Osso
Vaidoso, “Elogio da pobreza”, in https://www.youtube.com/watch?v=eA32AyqG9mQ
Nas tintas para a
riqueza, essa palavra vã e, todavia, endeusada pela gente comum. Tantos havia
que muito faziam para terem um bocado mais de abastança. Nem que hipotecassem a
dignidade e, a certa altura, a palavra dignidade deixasse de ser inteligível. Para
ele, os bens materiais não tinham valor intrínseco. Desprezava-os. A eles e às
mundanas coisas que os cultores da modernidade doutrinaram como essenciais à
pessoa.
Não tinha luz em casa. Nem
água. O espaço dantes reservado à casa de banho fora ocupado por um pequeno
laboratório de ideias onde os livros bolorentos açambarcaram o exíguo espaço.
Não comprava roupas desde que se dedicou à espartana forma de estar. Não
comprava comida; vivia das sobras dos restaurantes onde mendigava. Não ia ao
médico – mas não se lhe conheciam achaques. Não queria saber do vil metal; não
tinha conta bancária, nem porta-moedas, nem carteira para guardar notas. Também
não tinha documentos pessoais, pois julgava que uma pessoa não se pode empenhar
a uma país que os emite.
No inverno, quando o frio
e a neve tomavam conta da cidade por uma época considerável, a falta de luz embargava
o aquecimento da casa. Abastecia-se de cobertores velhos dispensados pelo
hospital e fazia sucessivas camadas que enganassem a invernia. Quando o olfato
protestava contra os odores corporais já insuportáveis, banhava-se numa fonte
cêntrica quando a madrugada fosse alta (e desde que não fosse inverno). Não
sabia o que eram lojas, restaurantes, teatros ou salas de concerto, nem alguma
vez entrara numa galeria de arte. Nem igrejas. Não regateava crenças
religiosas; o agnosticismo nem sequer admitia o reconhecimento de fé alguma ou
de uma divindade fazendo as vezes de timoneira das almas.
Os homens de negócios
aprumados nos seus dispendiosos fatos, com gravatas de seda a preceito, era
como se fossem homens invisíveis quando se cruzavam com ele.
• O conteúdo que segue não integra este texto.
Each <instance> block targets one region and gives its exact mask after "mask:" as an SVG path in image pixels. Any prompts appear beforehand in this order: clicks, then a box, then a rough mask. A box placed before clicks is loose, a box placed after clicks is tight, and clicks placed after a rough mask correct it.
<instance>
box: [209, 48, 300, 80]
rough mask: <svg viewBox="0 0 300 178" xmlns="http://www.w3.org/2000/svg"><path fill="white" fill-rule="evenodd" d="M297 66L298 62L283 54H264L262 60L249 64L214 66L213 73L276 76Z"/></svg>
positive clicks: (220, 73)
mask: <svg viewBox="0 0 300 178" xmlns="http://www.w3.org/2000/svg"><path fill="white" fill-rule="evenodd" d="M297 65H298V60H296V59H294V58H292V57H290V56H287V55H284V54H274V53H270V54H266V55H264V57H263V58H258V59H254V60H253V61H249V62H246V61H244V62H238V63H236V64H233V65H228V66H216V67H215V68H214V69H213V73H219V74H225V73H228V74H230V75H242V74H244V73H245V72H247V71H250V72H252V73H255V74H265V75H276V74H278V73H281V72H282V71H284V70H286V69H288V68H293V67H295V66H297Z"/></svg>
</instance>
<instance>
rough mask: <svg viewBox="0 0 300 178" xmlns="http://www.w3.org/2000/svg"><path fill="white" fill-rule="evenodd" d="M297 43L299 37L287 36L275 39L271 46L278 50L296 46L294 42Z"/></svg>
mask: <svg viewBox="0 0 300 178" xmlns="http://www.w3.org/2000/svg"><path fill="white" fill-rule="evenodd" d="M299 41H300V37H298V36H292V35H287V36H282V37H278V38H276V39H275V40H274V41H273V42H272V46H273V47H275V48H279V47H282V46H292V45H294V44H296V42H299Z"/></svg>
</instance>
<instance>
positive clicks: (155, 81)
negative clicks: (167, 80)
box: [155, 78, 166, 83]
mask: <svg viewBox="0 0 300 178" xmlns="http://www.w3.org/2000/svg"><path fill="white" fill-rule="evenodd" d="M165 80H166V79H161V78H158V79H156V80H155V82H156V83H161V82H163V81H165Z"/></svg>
Nem ele os via,
nem os executivos tomavam como digna a existência maltrapilha que deixava atrás
de si um cheiro fétido. Não fosse o agnosticismo, dir-se-ia que o eremita era
um monge refugiado num castelo só dele bem no meio da cidade. Mas um dia, ao
vasculhar o lixo à procura de coisas úteis, descobriu uma mala de executivo
cheia de notas. Alguém a perdera a caminho do banco, ou era dinheiro sujo
deitado fora por causa de perseguição do polícia. Contou as notas, enquanto se
escondia num beco perto daquele lugar. Tomou uma resolução: tomaria posse de
toda aquela fortuna.
Três meses depois,
entrava todas as manhãs na bolsa de valores para transacionar ações cotadas.